We successfully cashed out on February 24th 2020 – that’s when the COVID collapse happened, down 34% in 35 days. And we bought back on March 24th when the market started to bounce. We also got out of the market in mid-2023 when interest rates were raised rapidly, and then got back in November 2023 when the Fed effectively told the market in their FOMC statement that inflation had peaked and that interest rates could start to come down again. The market took off. We also sold out in October last year and bought back after the peace deal in the Middle East.
Why crashes are actually the best bit
And in fact the thing you fear most – a stock market crash – is in our view the best thing that could possibly happen to the market. Because these things don’t happen instantaneously. The signs are always there. You have time. And if you’re vigilant enough, you want the market to crash – because if you’re sitting in cash, the best bits of the market are when the market falls over and then comes back, where you can make accelerated gains out of highly depressed, fearful prices. But in order to take advantage of them, you had to spot the top.

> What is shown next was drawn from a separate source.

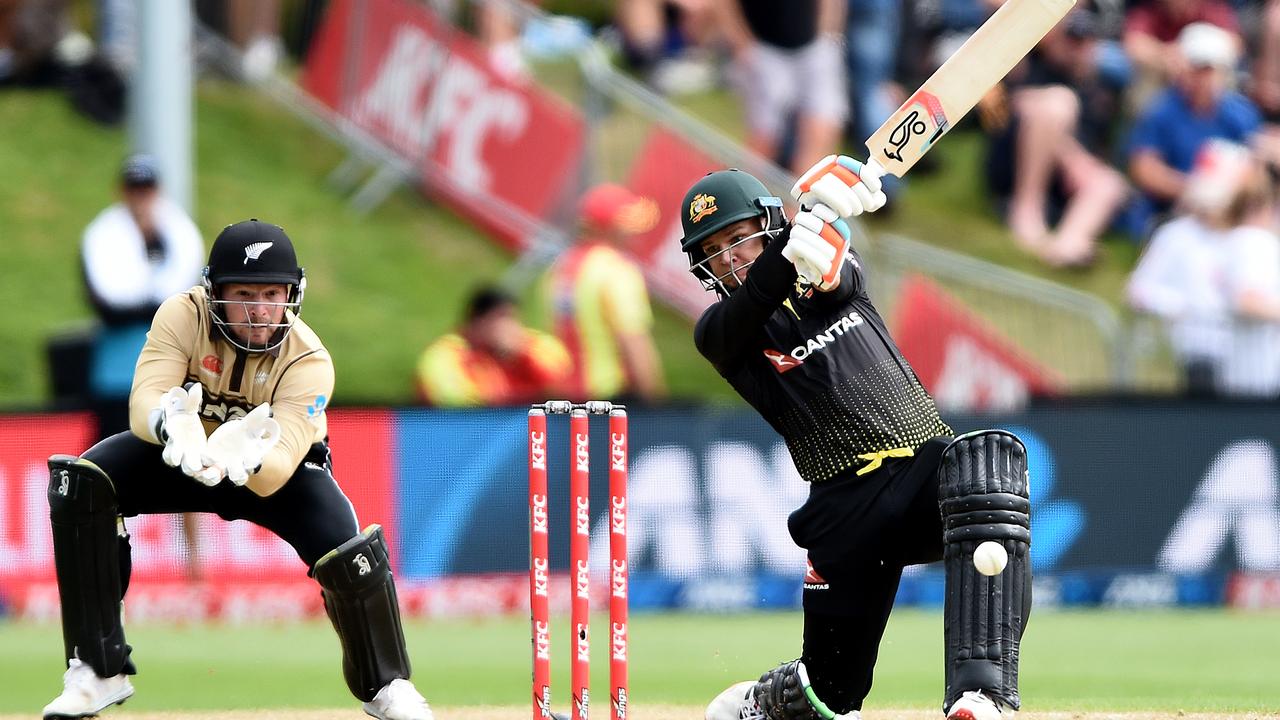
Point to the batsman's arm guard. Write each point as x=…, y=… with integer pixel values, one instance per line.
x=360, y=597
x=90, y=559
x=984, y=496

That’s what we do. And spotting the bottom is the same way. There’s an anatomy of a top, an anatomy of a bottom. It’s different every time because it depends on what the stock market’s obsessing over. We are constantly assessing what the market is obsessing about and waiting for changes in that to pick the tops and the bottoms. There are also technical signals that tell you the tops and the bottoms. And on a balance of probabilities, you get to a day where you say, “I think we’ve hit the bottom.” And you get invested again.

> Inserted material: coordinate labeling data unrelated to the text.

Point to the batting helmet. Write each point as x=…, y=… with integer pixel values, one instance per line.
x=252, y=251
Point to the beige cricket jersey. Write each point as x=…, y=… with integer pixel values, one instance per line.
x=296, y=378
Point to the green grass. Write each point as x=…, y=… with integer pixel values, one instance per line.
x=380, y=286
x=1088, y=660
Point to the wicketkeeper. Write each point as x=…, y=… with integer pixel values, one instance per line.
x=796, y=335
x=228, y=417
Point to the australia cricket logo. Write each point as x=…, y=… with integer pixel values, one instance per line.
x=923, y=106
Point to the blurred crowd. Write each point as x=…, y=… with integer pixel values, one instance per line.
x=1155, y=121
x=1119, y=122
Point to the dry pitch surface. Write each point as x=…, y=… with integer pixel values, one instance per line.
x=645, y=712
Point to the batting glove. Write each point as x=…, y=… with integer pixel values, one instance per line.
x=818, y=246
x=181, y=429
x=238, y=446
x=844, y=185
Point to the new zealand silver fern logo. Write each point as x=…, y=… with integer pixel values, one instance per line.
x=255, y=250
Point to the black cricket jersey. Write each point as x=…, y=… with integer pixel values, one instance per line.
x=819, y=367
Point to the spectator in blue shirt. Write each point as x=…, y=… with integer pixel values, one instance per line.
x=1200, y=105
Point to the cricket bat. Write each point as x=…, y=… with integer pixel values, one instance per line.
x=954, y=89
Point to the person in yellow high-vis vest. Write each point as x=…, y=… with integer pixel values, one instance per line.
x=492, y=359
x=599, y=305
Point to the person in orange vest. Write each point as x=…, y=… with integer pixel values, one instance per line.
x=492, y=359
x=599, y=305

And I’m sure if things carry on as they are, we’re going to see another top and another bottom. It seems to be driven these days by AI research, momentum trading, huge hedge funds taking thematic bets – not just in the markets, but in themes in the stock market. It’s funnelling money through exchange-traded funds into one theme. It gets overbought, then it gets oversold. All these are fabulous opportunities. These are the things we look at. If you are going to treat the stock market as a hobby, as a passion, and if you are looking to enjoy it, this is what you should be hoping for.
Hopefully that has told you that the thing you fear most is probably actually the best bit of the stock market. If you are fearful, then you probably do want to do all those strategies – get rid of your speculative stocks, invest in defensive stocks, invest in income stocks, diversify. If that’s you, that’s fine. But there’s another side of the market which is much more profitable, much more fun, and we cover it every day, mostly through our Strategy Portfolio.